In den ersten Tagen machte ich mir schon Sorgen: Was wird mit meiner Frau und den Kindern, wenn die Krankheit bleibt? Aber mit den Therapiemöglichkeiten und der Defibrillatorweste schöpfte ich wieder Hoffnung. Meine Frau unterstützte mich in dieser Zeit seelisch und moralisch. Es ist gut, wenn jemand da ist, der einen aufbaut und ermutigt.

Die Krankheit beeinträchtigte mich in der Zeit eigentlich gar nicht. Man bewegt sich halt langsamer und schonender. Das Tragen der Weste war nicht unangenehm. Zu Beginn war ich außerdem in Sorge, dass ich den Alarm zu spät höre und keine Zeit habe, die Reaktionstasten zu drücken, um die Behandlung der Weste zu unterbrechen. Aber dann konnte ich mir sagen: Denke nicht darüber nach. Wenn es so ist, dann ist es so. Ich würde anderen Patienten empfehlen, sich nicht verrückt zu machen und das nicht an sich heranzulassen.

Mit der Defibrillatorweste verbinde ich heute, dass ich ohne Operation nach Hause gehen und so gesund werden konnte. Wenn ich in eine andere Klinik gekommen wäre, hätte ich heute vielleicht einen ICD im Körper. Außerdem ist man abgesichert, wenn etwas passiert. So schnell, wie die Defibrillatorweste im Notfall behandeln könnte, ist kein Notarzt da.

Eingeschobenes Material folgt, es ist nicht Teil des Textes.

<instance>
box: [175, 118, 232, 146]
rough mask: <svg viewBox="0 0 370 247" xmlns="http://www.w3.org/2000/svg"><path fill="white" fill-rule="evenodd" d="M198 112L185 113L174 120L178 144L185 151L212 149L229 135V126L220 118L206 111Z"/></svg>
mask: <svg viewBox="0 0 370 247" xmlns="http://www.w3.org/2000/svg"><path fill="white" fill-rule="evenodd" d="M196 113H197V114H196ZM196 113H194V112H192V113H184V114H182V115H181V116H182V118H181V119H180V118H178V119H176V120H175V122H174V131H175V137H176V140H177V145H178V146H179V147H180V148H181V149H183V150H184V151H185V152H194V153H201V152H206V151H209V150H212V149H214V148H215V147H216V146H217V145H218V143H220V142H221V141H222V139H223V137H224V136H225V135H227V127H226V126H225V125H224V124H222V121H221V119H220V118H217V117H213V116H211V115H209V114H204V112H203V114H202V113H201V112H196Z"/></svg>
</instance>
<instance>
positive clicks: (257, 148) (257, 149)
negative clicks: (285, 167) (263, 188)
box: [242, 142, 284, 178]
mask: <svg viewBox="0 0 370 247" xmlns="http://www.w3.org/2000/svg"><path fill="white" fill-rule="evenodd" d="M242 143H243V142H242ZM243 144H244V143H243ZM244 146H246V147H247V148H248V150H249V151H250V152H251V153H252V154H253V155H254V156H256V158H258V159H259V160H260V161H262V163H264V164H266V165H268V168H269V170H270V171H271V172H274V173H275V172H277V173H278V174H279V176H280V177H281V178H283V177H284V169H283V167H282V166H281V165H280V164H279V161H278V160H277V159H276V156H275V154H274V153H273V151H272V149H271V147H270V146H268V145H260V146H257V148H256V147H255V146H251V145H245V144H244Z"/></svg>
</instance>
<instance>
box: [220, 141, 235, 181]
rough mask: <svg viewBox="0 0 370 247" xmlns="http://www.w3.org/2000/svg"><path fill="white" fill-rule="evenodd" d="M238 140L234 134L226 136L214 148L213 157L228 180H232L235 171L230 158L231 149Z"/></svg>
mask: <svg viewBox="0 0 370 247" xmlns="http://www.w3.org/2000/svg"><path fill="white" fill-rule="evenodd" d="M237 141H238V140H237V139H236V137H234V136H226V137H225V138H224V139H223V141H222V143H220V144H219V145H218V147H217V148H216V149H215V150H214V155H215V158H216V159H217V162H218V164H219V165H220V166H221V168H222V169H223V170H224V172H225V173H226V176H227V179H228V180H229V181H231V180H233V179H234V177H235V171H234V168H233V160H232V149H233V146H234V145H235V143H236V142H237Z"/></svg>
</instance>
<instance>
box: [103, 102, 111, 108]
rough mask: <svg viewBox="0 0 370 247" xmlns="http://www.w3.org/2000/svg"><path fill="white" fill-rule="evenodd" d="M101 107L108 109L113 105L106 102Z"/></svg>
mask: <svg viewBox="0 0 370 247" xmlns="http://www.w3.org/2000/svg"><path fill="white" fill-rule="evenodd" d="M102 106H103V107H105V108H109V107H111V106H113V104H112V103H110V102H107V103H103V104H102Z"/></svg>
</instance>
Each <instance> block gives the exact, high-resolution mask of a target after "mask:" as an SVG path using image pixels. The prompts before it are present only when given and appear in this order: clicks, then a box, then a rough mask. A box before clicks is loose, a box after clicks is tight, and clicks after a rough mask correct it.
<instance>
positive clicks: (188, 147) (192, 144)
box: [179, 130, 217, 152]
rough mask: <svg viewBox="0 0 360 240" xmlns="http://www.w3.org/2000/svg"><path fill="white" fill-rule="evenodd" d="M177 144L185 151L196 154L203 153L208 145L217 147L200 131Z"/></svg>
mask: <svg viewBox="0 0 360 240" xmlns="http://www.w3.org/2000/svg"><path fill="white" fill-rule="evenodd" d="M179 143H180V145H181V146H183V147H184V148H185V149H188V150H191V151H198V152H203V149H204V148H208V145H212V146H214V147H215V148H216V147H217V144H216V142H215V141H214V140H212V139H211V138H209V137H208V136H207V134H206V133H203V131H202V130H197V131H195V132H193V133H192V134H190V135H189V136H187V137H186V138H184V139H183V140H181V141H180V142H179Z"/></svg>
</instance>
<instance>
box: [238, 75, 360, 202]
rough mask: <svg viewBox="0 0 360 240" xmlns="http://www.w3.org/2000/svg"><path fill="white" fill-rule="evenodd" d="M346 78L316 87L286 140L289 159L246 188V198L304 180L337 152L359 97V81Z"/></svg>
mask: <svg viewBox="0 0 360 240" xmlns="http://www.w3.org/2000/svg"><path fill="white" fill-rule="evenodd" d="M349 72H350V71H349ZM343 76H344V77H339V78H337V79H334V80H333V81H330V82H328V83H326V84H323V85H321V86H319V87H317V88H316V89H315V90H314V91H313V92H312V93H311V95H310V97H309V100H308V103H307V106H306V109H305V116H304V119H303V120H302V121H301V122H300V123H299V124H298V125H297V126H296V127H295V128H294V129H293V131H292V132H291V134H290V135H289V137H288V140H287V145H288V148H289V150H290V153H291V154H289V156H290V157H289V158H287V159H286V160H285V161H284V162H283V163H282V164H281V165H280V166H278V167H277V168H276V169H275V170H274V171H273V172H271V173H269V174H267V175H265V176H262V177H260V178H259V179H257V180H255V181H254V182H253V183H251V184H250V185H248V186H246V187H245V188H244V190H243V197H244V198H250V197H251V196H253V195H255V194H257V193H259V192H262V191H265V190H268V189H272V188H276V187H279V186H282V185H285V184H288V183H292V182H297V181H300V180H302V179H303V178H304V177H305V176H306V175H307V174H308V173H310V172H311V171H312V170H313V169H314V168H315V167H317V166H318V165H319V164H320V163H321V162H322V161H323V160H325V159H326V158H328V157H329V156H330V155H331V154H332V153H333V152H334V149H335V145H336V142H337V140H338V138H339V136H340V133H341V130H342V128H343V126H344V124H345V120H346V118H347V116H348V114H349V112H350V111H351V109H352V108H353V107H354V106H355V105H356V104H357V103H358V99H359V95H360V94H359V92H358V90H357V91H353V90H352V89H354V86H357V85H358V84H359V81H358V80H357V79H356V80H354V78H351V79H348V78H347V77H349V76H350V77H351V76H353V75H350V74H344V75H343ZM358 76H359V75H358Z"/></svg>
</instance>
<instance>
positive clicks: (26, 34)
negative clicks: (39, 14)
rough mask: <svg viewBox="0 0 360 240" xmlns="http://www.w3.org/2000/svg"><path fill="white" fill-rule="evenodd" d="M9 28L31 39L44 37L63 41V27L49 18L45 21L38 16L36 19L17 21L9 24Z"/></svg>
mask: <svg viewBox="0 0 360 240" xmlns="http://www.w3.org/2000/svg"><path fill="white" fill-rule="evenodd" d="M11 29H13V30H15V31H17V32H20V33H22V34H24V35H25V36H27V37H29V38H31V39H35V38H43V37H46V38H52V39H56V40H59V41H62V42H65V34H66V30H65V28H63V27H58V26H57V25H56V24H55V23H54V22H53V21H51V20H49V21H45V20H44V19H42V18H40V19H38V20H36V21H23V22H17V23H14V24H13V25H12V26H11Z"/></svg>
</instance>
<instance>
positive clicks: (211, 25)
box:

Ende Januar konnte ich nach 2 ½ Monaten die Weste abgeben. Meine Pumpleistung hat sich in der Zeit von 19 Prozent auf 54 Prozent normalisiert. Heute denke ich: Man sollte doch einmal mehr zum Arzt gehen, gerade als Mann. Ich messe jetzt jeden Tag den Blutdruck und bin achtsamer mit mir als vorher. Mit der Familie gehen wir jetzt wieder wandern und mit dem Hund spazieren. Wir sind begeisterte Camper und viel mit dem Wohnmobil unterwegs.